Prompt + rules + winners: bit . ly /10q56af

Special thanks to GeekChic12 for pre-reading, and for the encouragement to post! This was my first story ever posted publically. These are all, for the most part, unbeta'd.


You stopped by and said hi to me today.

Caught my eye in the mirror like you always do.

Still making me smile. Still surprising me.

I'm still missing you. More than just the physical things. I miss how attentive you used to be. I miss being sought out by you. And by sought out I mean in the simplest ways – like scooting over to my side of the bed instead of pulling me over to yours, or finding opportunities to touch at different times throughout the day, or removing the book from my hands as I read on the couch just to give me a kiss.

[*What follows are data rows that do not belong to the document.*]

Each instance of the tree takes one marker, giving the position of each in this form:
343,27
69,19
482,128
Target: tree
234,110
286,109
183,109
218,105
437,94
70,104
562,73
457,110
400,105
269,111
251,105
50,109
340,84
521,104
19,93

I still crave your attention. How you used to not care if anyone saw us, or what time it was, or whether you were "bothering" me or not.

You are my religion now. In my quiet times devoted to you, I close my eyes and reminisce. I meditate on us, on our goodness. I let it fill me and fuel me to get through those days when your voice is too loud in my head. To get me through another week, another year.

You were big on that. Lingering on the positive. Big on remembering. On having something real enough to last beyond infinity. You were always so hopeful, so sentimental.

Your love made me strong enough to grieve your loss, and confident enough to know it's never the end.

I wear our secret on my side, where you've always been.

I watch my reflection as my fingers trace the promise we made on my skin, remembering how your thumb used to wander there.

It was supposed to be forever.

This way, it always will be.

I'll see you later, babe.

I'll see you when beyond infinity begins.